Advertisement

Yılın ilk beş ayında cari işlemler açığı geçen yılın aynı dönemine göre hızla düzelme eğiliminde. Düzelmenin önemli bir kısmı geçen yıl net altın ithalatçısıyken, bu yıl küçük de olsa net altın ihracatçısı durumuna gelmemiz ile ithalat fazla değişmezken ihracatımızda hatırı sayılır bir artış gerçekleşmesinden kaynaklanıyor. Geçen yıla göre cari işlemler açığı düşerken, dış kaynak girişi de geçen yılki kadar değil.
Yılın ilk ayında Merkez Bankası hatırı sayılır bir miktarda döviz rezervi kaybettikten sonra şubat ayından sonra kaybettiği rezervleri yerine koymaya başladı. Dış kaynak girişi göreli olarak yavaşlayınca, Merkez Bankası’nın döviz rezervi biriktirme hızı da doğal olarak düştü. Net dış kaynak girişlerinin henüz büyüme dostu olabilecek düzeylere gelmediği anlaşılıyor.

MAL İHRACATI VE ALTIN
Geçen yılın ilk beş ayında 32.3 milyar dolar olan cari işlemler açığı bu yılın aynı döneminde 19.8 milyar dolara geriledi. İyileşme 12.5 milyar dolar oldu. Bunun 6 milyar dolarlık bölümü geçen yıl 5.3 milyar dolar net altın ithalatçısıyken, bu yıl 700 milyon dolar net altın ihracatçısı durumuna gelmemizden kaynaklandı. Altın hariç dış ticaret açığındaki (fob bazında) iyileşme de 5 milyar dolar oldu. İyileşmenin geri kalan kısmı hizmetler ve gelir dengesindeki iyileşmelerden geldi. Yılın geri kalan kısmında da bu eğilim devam ettiği takdirde, altın ticareti nedeniyle son yedi ayda cari işlemler açığında ek 5 milyar dolara varabilecek bir iyileşme bekleyebiliriz.

PORTFÖY GİRİŞLERİ
Altın hariç dış ticaret açığında 5 milyar dolar olan iyileşmenin tümü ihracat artışından kaynaklandı. Altın hariç ithalat (fob bazında) ilk beş ayda geçen yılki düzeyinde kaldı. Geçen yıla göre ilk üç ayda yüzde 1 artan altın hariç toplam ithalat nisan mayıs aylarında yüzde 1.3 düştü. İlk beş ayda altın hariç ithalat geçen yılın aynı düzeyindeydi.

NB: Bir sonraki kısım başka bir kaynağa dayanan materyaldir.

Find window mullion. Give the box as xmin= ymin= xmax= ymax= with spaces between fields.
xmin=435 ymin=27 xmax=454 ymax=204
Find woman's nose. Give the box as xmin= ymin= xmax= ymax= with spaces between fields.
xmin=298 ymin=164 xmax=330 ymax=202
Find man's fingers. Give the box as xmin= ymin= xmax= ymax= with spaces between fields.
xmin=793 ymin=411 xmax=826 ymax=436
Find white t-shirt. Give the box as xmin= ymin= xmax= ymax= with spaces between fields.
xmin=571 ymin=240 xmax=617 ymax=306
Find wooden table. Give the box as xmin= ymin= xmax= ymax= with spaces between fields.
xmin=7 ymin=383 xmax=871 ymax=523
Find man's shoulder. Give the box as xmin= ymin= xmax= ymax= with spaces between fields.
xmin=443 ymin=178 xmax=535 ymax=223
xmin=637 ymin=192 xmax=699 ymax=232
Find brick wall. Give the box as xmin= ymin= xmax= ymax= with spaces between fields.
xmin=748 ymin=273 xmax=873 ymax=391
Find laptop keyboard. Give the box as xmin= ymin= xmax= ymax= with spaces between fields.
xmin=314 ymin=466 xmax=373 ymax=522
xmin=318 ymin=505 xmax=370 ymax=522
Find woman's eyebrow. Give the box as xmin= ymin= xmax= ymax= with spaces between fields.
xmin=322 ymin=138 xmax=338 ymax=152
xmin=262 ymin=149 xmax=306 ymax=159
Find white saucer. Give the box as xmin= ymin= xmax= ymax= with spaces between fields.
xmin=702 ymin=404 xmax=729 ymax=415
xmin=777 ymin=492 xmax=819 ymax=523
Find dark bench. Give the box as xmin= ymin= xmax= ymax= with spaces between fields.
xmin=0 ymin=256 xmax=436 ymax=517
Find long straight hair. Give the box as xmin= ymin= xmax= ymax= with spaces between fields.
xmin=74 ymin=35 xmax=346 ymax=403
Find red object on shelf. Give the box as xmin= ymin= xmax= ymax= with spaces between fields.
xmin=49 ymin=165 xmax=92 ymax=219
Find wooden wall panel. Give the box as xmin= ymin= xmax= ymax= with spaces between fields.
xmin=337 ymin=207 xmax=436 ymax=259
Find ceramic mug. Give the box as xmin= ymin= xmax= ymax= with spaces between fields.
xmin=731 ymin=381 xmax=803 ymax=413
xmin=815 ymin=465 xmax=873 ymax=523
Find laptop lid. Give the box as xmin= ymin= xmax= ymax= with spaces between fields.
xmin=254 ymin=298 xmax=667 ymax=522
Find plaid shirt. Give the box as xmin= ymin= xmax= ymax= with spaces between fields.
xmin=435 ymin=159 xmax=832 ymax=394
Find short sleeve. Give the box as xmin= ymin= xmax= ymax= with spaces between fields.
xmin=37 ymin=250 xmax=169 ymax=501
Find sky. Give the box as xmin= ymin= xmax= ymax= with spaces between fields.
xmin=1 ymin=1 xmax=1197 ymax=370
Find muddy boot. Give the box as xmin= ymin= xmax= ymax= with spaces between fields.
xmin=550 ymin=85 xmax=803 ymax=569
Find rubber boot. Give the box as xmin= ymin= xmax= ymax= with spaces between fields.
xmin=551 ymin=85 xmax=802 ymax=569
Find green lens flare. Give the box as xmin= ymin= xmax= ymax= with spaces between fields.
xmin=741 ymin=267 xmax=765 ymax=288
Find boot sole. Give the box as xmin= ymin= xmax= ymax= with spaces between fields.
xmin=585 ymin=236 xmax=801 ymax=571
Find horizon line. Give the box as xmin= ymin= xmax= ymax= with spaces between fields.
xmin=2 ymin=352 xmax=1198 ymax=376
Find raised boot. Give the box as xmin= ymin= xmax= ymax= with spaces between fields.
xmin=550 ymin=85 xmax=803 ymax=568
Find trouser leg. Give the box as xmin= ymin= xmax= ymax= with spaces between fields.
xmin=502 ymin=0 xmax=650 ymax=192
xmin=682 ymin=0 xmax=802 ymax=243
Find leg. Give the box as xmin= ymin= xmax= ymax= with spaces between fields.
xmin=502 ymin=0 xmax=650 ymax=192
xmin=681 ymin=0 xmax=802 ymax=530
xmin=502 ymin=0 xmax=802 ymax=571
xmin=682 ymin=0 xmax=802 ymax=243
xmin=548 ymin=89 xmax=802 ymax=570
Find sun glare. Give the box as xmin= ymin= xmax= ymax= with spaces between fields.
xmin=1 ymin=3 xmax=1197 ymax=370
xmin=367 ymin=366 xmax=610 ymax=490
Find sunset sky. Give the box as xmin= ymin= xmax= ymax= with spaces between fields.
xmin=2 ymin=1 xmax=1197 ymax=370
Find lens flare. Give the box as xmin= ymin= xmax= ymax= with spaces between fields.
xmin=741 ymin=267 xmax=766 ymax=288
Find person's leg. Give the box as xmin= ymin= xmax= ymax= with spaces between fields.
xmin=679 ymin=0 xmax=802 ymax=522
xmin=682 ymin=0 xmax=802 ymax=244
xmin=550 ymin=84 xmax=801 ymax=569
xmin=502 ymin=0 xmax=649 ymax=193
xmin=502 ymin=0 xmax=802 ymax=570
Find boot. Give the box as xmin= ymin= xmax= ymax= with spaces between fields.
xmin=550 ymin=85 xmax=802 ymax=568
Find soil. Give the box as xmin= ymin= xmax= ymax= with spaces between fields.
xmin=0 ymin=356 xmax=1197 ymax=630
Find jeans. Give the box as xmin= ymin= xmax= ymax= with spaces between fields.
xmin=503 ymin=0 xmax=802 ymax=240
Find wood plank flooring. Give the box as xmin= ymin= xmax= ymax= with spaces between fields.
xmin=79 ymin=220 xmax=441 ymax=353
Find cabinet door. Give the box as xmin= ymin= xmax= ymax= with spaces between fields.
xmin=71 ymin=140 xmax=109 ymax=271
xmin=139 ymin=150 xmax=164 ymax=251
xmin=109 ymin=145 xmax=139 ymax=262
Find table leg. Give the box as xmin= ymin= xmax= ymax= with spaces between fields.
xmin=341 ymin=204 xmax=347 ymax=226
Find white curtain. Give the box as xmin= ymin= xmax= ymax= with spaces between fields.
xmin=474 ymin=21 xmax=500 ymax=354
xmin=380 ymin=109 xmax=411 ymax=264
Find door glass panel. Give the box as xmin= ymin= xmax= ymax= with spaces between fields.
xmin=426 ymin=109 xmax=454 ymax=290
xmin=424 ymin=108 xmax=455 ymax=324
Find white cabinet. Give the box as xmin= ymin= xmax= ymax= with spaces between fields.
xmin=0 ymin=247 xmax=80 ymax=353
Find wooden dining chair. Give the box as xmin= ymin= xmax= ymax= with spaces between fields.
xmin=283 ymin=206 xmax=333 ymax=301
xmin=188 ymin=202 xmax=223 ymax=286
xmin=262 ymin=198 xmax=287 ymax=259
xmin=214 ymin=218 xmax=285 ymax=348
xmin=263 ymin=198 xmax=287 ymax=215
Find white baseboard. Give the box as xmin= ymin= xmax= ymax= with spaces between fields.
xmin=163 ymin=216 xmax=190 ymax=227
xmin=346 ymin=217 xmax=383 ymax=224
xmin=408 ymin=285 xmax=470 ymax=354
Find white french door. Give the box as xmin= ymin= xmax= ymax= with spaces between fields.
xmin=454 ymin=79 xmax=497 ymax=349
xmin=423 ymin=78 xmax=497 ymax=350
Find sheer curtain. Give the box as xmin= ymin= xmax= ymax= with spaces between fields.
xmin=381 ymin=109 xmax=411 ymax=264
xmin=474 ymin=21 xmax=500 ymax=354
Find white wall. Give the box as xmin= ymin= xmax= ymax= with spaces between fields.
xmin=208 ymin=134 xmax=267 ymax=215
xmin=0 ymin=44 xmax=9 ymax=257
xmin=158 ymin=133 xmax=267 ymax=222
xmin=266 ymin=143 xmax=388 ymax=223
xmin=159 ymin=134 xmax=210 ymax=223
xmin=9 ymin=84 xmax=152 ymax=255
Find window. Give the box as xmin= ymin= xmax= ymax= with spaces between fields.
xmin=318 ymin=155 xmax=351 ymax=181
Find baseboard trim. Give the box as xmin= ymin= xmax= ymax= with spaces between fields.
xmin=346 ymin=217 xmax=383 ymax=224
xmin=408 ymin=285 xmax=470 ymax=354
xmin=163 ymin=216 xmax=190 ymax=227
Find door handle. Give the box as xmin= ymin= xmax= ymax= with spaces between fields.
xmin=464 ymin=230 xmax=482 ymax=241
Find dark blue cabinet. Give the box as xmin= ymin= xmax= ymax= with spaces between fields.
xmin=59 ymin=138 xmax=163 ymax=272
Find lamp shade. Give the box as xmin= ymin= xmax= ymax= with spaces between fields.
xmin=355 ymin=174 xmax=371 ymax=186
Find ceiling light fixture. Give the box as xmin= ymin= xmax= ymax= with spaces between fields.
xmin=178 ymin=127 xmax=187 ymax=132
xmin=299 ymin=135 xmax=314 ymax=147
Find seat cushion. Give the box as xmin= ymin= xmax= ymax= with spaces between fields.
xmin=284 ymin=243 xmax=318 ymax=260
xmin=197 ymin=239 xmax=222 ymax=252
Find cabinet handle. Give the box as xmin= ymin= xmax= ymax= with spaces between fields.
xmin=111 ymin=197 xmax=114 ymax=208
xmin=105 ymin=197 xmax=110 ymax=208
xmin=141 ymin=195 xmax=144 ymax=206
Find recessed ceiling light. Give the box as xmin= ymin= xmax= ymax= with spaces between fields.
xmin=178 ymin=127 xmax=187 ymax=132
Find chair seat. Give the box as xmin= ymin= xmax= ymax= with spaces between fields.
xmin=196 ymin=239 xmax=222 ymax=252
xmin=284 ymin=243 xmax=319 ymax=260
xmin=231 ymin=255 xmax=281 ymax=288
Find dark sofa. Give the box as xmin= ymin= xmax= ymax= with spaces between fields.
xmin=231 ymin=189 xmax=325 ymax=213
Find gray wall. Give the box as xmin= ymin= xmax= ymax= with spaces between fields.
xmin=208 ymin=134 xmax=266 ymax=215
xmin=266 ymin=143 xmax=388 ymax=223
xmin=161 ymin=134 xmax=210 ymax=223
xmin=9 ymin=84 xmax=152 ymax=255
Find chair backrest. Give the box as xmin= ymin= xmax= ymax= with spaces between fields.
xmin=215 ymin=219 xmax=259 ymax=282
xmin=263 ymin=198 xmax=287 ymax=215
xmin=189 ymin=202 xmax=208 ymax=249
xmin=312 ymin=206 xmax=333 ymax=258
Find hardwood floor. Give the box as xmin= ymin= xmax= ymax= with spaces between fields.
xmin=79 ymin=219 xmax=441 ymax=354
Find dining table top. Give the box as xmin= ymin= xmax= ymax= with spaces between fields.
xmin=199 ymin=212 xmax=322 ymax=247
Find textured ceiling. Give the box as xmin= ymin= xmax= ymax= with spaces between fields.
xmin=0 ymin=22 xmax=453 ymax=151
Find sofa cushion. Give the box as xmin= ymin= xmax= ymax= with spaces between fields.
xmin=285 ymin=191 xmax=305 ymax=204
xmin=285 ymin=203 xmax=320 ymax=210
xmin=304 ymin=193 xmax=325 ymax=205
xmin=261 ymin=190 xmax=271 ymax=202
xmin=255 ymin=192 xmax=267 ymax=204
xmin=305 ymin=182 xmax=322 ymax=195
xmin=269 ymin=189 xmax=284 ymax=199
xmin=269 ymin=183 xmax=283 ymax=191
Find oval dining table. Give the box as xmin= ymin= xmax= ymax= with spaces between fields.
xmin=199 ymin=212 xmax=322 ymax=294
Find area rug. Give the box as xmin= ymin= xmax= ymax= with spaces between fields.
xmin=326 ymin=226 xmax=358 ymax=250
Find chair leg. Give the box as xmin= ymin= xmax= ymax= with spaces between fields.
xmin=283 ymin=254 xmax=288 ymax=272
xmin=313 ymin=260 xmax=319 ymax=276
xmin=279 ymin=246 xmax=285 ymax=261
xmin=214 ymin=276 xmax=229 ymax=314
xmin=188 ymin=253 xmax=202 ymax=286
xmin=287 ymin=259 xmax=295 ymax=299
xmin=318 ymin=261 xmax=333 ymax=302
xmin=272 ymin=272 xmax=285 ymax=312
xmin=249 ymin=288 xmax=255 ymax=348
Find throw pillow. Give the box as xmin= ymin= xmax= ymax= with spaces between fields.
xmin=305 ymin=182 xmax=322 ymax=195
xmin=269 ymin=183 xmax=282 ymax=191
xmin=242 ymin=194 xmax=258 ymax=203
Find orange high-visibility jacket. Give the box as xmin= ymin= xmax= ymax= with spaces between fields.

Bu veriler yılın ikinci üç ayında ekonomik büyümenin yavaşladığına işaret ediyor.
Cari işlemler açığını sınırlayan en önemli değişken ekonomiye giren net dış finansman ve bunun döviz kuru gibi değişkenler üzerindeki etkisi. Yılın başında yaşanan döviz kuru krizinin dış kaynak girişine olan yansıması bankaların dış borçlanmaları ve portföy yatırımları kalemlerinde oldu. Ocak ayında bankalar net 4.1 milyar dolar kadar dış borç ödemek zorunda kaldılar. Şubat ve mart aylarında da toplam 2.5 milyar dolar portföy yatırımlarından net çıkış yaşandı. Nisan ve mayıs aylarında portföy yatırımlarındaki olumsuzluk durdu. Ama, geçen yılki düzeyine gelemedi.
Nisan ve mayıs aylarında toplam 5.5 milyar dolar kadar portföy hareketlerinden net giriş oldu. Geçen yıl aynı aylarda portföy hareketlerinden net giriş 10 milyar doları aşmıştı. Bankaların net dış borçlanmaları nisan ve mayıs aylarında geçen yılki düzeyinde, 4 milyar dolar civarında kaldı. Faizlerin yükselmiş olmasına rağmen portföy hareketlerindeki göreli durgunluk dikkate değer. Bu durgunluk döviz kurlarının belli bir düzeyin altına gelmesini de engelleyen bir etken. Dövizin göreli pahalılığı ve kur beklentilerinin oynaklığı da ekonomik büyüme üzerinde bir kısıt oluşturuyor.